To test the MinIon, they sequenced the Human Microbiome Project mock community, a mix of DNA from 20 diverse bacteria. For the analysis, they used a program called Kontaminant, developed at TGAC, that looks for kmers that match to kmer libraries from reference sequences and provides rapid feedback on the sample composition. Using Kontaminant they were able to detect the 20 species.

They also sequenced samples from an ongoing air sample analysis project on the MinIon and compared the results with Illumina data. In one air sample from a greenhouse, they identified 1,400 species from 500,000 Illumina reads and 140 species from 13,000 MinIon reads.

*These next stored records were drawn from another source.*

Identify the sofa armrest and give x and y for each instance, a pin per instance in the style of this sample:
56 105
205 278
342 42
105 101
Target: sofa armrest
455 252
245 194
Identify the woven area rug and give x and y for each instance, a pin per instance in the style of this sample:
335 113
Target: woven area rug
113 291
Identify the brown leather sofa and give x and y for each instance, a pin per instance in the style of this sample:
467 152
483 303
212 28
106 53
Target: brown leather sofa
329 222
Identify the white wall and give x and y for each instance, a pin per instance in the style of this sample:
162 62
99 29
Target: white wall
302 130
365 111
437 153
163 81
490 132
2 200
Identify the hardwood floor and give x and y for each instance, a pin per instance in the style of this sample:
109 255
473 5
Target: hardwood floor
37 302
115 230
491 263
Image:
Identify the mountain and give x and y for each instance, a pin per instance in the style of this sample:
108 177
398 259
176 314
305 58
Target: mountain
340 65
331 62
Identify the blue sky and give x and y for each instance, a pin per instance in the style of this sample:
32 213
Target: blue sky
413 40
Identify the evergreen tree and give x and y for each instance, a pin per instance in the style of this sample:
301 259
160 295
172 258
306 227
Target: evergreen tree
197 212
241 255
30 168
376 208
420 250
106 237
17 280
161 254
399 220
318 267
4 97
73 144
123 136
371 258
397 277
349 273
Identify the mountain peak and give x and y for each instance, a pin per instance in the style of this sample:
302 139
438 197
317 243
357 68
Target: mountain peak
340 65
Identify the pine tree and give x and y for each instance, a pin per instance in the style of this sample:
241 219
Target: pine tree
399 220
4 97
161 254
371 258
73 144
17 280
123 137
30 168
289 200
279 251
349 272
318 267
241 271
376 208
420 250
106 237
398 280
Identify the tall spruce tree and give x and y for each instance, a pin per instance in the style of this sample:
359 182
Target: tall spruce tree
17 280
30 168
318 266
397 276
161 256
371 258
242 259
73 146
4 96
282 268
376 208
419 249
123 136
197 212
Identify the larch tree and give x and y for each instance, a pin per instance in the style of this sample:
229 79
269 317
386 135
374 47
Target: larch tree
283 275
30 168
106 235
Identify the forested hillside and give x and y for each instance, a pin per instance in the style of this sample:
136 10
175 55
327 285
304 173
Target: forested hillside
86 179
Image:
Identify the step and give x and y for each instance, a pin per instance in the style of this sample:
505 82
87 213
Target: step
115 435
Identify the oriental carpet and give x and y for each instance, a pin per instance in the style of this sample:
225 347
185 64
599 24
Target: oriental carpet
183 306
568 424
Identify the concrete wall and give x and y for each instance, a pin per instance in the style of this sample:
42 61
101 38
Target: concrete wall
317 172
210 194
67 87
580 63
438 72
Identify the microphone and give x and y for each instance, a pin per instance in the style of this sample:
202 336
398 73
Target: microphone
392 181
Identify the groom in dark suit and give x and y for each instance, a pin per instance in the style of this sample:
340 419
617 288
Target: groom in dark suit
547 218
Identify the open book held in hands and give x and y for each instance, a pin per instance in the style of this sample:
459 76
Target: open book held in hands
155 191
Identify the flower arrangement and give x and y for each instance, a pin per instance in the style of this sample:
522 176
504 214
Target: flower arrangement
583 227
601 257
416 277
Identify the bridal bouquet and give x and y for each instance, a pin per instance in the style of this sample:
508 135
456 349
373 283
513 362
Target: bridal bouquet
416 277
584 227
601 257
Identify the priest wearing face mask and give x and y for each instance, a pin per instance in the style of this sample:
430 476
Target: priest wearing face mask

Ninety-nine of the species overlapped between the two platforms.

To enable real-time data analysis, the researchers have explored running Kontaminant on a low-cost Raspberry Pi computer and were able to analyze nanopore data on this.

The missing piece for real-time surveillance is rapid library preparation, for example, on a microfluidic device, Leggett said.

A handful of additional MinIon early-access users also presented posters at AGBT. A group led by Yutaka Suzuki at the University of Tokyo, for example, used the MinIon for genotyping tropical disease pathogens, including Dengue virus and Plasmodium falciparum.

Another group, at the University of Maryland, developed a new algorithm for the de novo assembly of long, error-prone reads from Pacific Biosciences and Oxford Nanopore. Using MinIon data, they assembled the E. coli genome into a single contig.

Finally, Winston Timp from Johns Hopkins University has developed a computational approach for identifying DNA methylation patterns in single cells using MinIon data.